[Full DTensor] Initial skeleton for full_dtensor mode

Open fegin opened this issue 1 month ago • 0 comments

Stack from ghstack (oldest at bottom):

-> #2049
#2029

This PR provides a skelet

This PR introduces an initial prototype and skeleton for fully DTensor-based training. The current codebase builds upon SimpleFSDP, but we anticipate developing our own parameterization to better serve our specific use case. There are several reasons why SimpleFSDP's parameterization is insufficient. For instance, the current parallelize_buffers() implementation in this PR will not function correctly when additional parallelization strategies are applied. Despite these limitations, this PR provides a starting point for experimenting with a full DTensor trainer.
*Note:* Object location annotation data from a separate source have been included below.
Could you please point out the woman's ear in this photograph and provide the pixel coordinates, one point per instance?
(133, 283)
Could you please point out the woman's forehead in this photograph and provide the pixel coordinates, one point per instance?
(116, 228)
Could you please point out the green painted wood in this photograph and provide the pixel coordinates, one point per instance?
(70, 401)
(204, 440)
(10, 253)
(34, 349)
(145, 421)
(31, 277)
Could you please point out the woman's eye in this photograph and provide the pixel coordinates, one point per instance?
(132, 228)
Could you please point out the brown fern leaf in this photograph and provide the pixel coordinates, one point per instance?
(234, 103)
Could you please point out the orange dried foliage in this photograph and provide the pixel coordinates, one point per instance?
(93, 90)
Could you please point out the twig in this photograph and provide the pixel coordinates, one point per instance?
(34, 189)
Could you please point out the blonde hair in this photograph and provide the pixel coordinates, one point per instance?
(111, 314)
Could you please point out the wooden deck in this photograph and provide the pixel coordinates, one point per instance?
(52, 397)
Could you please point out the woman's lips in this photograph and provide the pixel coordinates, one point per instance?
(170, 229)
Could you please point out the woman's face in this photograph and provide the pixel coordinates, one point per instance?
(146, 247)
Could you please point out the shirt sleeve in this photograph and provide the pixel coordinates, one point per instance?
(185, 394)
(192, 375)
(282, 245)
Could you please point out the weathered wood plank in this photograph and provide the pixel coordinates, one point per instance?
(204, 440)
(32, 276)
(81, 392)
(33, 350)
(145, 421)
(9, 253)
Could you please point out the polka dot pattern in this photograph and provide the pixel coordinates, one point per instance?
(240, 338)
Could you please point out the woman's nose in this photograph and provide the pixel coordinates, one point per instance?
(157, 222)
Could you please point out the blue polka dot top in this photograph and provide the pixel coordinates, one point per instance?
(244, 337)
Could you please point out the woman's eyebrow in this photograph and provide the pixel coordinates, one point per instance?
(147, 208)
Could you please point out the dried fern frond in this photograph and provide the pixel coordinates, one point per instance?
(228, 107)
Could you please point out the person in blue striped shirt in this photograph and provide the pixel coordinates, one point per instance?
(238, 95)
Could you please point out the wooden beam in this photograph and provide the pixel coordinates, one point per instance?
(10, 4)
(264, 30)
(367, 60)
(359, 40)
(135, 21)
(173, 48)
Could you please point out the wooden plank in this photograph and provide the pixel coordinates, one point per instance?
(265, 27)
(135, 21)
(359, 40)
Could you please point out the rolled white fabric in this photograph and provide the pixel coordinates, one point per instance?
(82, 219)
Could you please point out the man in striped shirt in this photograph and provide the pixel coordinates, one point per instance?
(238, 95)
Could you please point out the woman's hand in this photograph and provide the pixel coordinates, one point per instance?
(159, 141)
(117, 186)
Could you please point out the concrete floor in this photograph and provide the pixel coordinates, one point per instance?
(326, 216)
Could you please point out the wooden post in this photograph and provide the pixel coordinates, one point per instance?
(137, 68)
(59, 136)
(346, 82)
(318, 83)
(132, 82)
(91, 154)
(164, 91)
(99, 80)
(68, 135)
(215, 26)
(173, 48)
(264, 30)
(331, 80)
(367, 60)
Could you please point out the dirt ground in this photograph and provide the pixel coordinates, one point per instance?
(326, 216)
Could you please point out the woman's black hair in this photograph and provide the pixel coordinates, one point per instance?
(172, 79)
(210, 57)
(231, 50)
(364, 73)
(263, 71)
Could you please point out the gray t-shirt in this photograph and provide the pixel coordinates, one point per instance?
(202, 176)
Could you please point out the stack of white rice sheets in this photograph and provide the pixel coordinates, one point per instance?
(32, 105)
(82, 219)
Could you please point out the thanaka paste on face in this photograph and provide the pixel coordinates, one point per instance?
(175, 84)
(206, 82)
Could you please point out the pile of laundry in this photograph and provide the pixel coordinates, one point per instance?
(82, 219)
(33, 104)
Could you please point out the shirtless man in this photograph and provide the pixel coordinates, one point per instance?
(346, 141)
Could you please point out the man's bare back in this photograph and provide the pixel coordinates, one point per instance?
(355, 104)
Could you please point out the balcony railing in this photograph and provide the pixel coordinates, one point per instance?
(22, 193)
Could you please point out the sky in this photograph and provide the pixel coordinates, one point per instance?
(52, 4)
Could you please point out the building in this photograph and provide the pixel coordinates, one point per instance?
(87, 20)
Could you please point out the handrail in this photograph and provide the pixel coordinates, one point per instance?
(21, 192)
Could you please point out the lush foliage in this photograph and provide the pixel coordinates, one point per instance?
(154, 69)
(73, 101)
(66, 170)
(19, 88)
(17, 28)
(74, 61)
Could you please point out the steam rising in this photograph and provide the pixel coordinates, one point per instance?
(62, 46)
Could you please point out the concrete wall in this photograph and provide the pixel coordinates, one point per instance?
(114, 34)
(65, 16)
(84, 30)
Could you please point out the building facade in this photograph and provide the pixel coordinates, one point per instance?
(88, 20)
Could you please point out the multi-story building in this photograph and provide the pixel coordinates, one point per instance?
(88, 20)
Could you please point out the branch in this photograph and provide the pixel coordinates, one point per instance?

Accuracy verification: HSDP SimpleFSDP v.s. FSDP2

python3 scripts/loss_compare.py . . \
--baseline-options='--activation_checkpoint.mode="none" --parallelism.data_parallel_replicate_degree=2' \
--test-options='--model.name full_dtensor.llama3 --activation_checkpoint.mode="none" --parallelism.data_parallel_replicate_degree=2' \
--test-train-file=torchtitan.experiments.full_dtensor.train  \
--steps=10 --assert-equal --no-seed-checkpoint

[LOSS_COMPARE]
[LOSS_COMPARE] Asserting losses are equal...
[LOSS_COMPARE] Baseline log: /tmp/baseline_training.log
[LOSS_COMPARE] Test log: /tmp/test_training.log
[LOSS_COMPARE] Extracted 100 steps from baseline log
[LOSS_COMPARE] Extracted 100 steps from test log
test_losses_equal
(__main__.assert_losses_equal.<locals>.LossEqualityTest.test_losses_equal)
... ok

----------------------------------------------------------------------
Ran 1 test in 0.000s

OK

Note that, --no-seed-checkpoint is used because when seed-checkpoint is used, we got accuracy mismatch.

Nov 17 '25 22:11 fegin